Better model found at epoch 52 with valid_loss value: 0.010209585539996624.
learn.load(MODEL_NAME)
Saved filed doesn't contain an optimizer state.
<fastai.learner.Learner at 0x7f2dd019eac0>
learn.show_results()

# Create a dataloader from the testset
test_dl = dls.test_dl(test_df, with_labels=True)
dice_func = monai.metrics.DiceMetric(include_background=False, reduction="mean")
# This function steps through the different thresholds and returns the best one
def get_best_threshold(learn, dl, metric_func, n_steps=17):
    """
    Tests `n_steps` different thresholds.
    Return the best threshold and the corresonding score.
    """
    thresholds = torch.linspace(0.1, 0.9, n_steps)
    results = []

    res = learn.get_preds(dl=dl, with_input=False, with_targs=True, act=partial(F.softmax, dim=1))
    
    for t in thresholds:
        metric_func((res[0][:,1]>t).unsqueeze(1), res[-1].unsqueeze(1))
        metric = metric_func.aggregate().item()
        metric_func.reset()
        results.append((round(t.detach().cpu().item(), ndigits=3), metric))

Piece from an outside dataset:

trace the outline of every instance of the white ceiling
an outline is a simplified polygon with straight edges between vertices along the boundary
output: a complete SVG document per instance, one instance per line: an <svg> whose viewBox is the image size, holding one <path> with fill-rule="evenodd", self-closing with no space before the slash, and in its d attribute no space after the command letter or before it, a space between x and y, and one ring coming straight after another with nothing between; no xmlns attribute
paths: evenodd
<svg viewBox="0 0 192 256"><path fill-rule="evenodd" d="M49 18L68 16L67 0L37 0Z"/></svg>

    return sorted(results, key=lambda tpl: tpl[1], reverse=True)[0]
best_threshold, _ = get_best_threshold(learn, dls.valid, dice_func)
best_threshold
0.6

And now we test the model on the training, validation and test set with the best threshold.

def test_model(learn, dl, metric_func, threshold=0.5):
    res = learn.get_preds(dl=dl, with_input=False, with_targs=True, act=partial(F.softmax, dim=1))
    metric_func((res[0][:,1]>threshold).unsqueeze(1), res[-1].unsqueeze(1))
    metric = metric_func.aggregate().item()
    metric_func.reset()
    return metric
    
train_dice = test_model(learn, dls.train, dice_func, threshold=best_threshold)
valid_dice = test_model(learn, dls.valid, dice_func, threshold=best_threshold)
test_dice  = test_model(learn, test_dl,   dice_func, threshold=best_threshold)

for s, d in zip(("Training Dice:", "Valid Dice", "Test Dice"), (train_dice, valid_dice, test_dice)):
    print(s, d)
Training Dice: 0.9252251982688904
Valid Dice 0.9271063208580017
Test Dice 0.9414731860160828
# Save and export the model
BEST_MODEL_NAME = f"unetpp_b4_th{int(best_threshold*100)}_d{str(test_dice)[2:6]}"
learn.save(BEST_MODEL_NAME)
learn.export(BEST_MODEL_NAME+".pkl")

A live version of this model is deployed on a huggingface space.